1/20 ounce is about 1.5ml

Sorry for the dumb question, but one hive would be one of those boxes that measure about 2 feet on each side and maybe 3 feet tall, right? I had no idea that 40,000 bees lived in there. That’s crazy.

Many years ago in childhood one of my obsessions was reading about beekeeping.

IIRC if you ordered a set of bees (Queen and starter workers kit) It arrived in the mail as a box with 2 sides screen (and a separate tiny box inside for the queen) that box was about 4 inches by 6 inches by 10 inches (? I think) and had about 7,000 bees packed in.

Keep in mind, except at night, the hive will have half its workers out flying in the fields.
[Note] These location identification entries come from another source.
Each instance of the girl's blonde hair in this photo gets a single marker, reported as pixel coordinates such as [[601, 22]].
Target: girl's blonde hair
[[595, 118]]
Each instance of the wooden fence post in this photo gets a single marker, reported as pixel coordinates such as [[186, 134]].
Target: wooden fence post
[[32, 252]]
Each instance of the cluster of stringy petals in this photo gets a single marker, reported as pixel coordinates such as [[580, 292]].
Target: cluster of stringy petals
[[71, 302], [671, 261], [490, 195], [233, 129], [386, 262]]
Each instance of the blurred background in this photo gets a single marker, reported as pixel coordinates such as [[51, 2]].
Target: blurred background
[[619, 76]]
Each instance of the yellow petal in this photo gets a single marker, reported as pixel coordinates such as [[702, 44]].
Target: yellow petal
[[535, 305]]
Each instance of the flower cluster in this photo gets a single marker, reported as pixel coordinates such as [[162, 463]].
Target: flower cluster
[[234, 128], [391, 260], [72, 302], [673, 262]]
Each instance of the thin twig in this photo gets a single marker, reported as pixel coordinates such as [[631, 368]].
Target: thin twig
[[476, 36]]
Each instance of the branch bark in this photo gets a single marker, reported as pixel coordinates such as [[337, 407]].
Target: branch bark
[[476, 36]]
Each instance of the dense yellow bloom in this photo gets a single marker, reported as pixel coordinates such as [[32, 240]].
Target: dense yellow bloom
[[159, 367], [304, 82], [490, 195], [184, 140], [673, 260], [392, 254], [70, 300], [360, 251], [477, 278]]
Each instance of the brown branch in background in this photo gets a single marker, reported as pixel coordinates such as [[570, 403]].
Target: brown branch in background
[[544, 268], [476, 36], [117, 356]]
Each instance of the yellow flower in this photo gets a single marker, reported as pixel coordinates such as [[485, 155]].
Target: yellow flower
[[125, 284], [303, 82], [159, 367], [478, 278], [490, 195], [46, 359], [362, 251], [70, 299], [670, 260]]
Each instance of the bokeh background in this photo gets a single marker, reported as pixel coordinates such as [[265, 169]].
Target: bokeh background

Modern hives are modular, and inside are individually replaceable frames. Square in cross-section, each box (called a super) can be of any height. Usually there is a large one on the bottom, which is the main hive body, and it is topped by smaller ones. As the season progresses and the honey comes in, the beekeeper puts more supers on to allow for expansion and get a larger crop. As the season winds down, he takes the full supers off, and replaces them with empty ones, or reduces their number.

There is often a queen excluder, a grid between the main body and the production supers. This prevents the larger bees (queen and drones) from entering the honey-only area. It also makes it harder for the workers to get through, so some beekeepers don’t use them.

Besides production, another reason for adding empty supers is to allow the bees sufficient expansion room. There is a tendency for colonies to split up when overcrowded and half of the hive takes off to find another home. Obviously, the beekeeper doesn’t want to lose half of his productivity.

Before the modular concept was developed, hives and colonies were often destroyed to get at the honey. Much less efficient in the long run.

The boxes are a bit smaller than that, maybe 2x2 feet and a foot or so high. Different height boxes have different uses. A hive would be 2 or 3 of those boxes at the start, the brood boxes, then more boxes on top of that (the “supers”) where the bees put the honey, hopefully. The beekeeper can then just take a full super off the top and put on one with empty frames, in theory.

A full medium super weighs about 60 pounds and I think mine are 9 or 10 inches tall. A full sized hive might be 6 medium supers or maybe 2 large on the bottom and 3 mediums on top so the hive might be 5-6 feet tall. Lifting a 60 pound box at chest height can be a pain. Honey is heavy stuff.

I’ve heard 50 - 70,000 bees in a strong hive. They pack in there pretty tight.